Perhaps the two eyeballs, having slightly different prescriptions, are straining themselves to see correctly in slightly different ways. Maybe this causes uneven pressure in the two eyes, giving one a red shift and the other a blue shift. Or, as was previously suggested, its the doppler shift. 
Are you certain you don’t have a pair of 3-D glasses on?
I notice this when lying on my side, as well.

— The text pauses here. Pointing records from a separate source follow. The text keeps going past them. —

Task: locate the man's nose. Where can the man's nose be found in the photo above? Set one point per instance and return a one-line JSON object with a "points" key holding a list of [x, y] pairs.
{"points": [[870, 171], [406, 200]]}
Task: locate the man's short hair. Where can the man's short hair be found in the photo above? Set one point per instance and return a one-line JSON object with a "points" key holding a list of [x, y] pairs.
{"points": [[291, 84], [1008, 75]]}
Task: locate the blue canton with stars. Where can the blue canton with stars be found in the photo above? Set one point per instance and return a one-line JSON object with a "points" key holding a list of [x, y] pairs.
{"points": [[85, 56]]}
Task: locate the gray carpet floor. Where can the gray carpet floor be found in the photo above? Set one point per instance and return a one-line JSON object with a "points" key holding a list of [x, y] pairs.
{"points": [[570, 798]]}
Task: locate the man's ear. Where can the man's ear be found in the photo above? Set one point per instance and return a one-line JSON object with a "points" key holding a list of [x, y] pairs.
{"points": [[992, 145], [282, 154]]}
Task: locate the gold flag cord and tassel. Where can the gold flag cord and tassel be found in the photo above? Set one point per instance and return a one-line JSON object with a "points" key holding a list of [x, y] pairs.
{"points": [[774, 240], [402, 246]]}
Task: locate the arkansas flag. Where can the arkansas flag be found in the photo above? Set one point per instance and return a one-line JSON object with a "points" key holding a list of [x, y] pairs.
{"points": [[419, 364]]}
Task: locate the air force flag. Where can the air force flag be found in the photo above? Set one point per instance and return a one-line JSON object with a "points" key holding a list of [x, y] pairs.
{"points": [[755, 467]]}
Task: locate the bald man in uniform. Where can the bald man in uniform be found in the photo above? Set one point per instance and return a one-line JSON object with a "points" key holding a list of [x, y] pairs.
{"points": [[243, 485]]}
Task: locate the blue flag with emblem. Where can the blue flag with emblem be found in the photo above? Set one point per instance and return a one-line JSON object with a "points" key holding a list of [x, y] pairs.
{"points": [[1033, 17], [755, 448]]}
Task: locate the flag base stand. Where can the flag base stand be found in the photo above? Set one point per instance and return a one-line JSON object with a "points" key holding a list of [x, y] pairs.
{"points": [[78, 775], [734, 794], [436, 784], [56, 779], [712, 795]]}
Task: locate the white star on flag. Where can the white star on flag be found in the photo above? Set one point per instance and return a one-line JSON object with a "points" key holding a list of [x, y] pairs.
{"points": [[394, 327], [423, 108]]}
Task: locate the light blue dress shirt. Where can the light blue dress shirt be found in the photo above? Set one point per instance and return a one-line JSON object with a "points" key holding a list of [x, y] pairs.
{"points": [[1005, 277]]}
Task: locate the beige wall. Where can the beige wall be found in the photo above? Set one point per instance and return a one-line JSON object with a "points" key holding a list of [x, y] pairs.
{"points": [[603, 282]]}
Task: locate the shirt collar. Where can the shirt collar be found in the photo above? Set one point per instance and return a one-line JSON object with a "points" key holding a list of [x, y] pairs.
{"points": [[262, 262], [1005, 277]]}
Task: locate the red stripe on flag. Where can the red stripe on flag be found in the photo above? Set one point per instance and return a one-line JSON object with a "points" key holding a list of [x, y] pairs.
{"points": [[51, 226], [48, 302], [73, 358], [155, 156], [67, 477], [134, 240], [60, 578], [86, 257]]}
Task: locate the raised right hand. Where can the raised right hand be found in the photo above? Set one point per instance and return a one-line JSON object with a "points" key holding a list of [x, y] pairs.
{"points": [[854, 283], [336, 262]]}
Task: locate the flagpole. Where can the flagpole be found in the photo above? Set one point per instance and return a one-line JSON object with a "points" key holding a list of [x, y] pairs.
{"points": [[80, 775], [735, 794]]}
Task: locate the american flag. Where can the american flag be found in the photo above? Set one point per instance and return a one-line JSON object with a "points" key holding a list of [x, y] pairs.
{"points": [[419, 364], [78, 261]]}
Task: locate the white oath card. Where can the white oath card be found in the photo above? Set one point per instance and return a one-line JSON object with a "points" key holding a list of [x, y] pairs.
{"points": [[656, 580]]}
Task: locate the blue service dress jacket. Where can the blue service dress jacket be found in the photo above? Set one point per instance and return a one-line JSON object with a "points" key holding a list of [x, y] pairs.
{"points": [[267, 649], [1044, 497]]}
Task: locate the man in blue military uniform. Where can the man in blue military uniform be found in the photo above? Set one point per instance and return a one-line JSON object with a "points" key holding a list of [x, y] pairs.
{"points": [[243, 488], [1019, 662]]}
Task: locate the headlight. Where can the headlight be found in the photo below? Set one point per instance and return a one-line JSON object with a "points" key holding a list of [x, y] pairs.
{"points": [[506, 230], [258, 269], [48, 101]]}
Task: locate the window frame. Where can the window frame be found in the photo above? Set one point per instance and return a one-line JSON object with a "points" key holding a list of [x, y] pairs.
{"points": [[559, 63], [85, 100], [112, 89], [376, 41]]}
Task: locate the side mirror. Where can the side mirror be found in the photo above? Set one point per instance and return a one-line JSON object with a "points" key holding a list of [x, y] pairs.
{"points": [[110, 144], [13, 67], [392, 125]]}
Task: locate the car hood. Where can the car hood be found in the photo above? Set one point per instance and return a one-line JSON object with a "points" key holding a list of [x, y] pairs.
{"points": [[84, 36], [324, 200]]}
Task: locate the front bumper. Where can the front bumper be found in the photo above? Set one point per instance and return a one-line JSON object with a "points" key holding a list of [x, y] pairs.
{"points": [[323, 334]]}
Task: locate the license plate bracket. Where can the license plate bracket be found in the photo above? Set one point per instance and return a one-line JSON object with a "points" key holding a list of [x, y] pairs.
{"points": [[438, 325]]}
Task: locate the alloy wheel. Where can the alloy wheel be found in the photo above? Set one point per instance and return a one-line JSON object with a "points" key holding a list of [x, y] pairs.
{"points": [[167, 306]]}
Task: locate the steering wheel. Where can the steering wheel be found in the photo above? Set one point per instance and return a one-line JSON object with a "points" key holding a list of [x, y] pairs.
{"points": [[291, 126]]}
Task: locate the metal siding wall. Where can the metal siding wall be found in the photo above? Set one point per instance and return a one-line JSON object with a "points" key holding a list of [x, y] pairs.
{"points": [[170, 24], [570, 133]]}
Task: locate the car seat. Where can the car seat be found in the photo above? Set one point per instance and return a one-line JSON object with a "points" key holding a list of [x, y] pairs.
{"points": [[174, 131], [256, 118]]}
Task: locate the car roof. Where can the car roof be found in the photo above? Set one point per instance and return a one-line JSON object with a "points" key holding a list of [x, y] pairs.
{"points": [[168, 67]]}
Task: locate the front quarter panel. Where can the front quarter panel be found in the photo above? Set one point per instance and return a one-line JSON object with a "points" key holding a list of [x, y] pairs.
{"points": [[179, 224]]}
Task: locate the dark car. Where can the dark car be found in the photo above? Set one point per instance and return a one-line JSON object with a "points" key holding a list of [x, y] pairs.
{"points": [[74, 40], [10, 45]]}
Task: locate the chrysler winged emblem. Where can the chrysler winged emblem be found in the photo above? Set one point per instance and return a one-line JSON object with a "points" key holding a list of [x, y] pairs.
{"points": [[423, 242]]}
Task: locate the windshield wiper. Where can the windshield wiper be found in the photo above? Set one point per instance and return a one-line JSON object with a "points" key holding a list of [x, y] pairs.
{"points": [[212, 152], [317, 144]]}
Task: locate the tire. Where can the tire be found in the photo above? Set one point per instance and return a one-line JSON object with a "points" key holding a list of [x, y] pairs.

But here’s a new idea - are you female? Several forms of color blindness are X-linked, meaning the genes for them are on the X chromosome. It’s widely known that color blindness shows up more often in men, because they only have one X chromosome and any defects are not balanced by the other. What’s less well known is that women only have one X chromosome active in any particular cell. So if you carry an X mutation, half of your cells will be defective, and these cells tend to occur in blocks. If, by chance, one of your eyes has a big block of defective color-sensing rods, then I imagine the brain would adjust the other one to even it out. Voila! One eye sees no (or little) red, the other one is correspondingly red-shifted.
If you are male, then this doesn’t apply.
mischievous
I mentioned it to my optometrist when I was a child.
There were test cards with numbers composed of colored dots. I couldn’t see some of them with one eye. He tinted one lens slightly.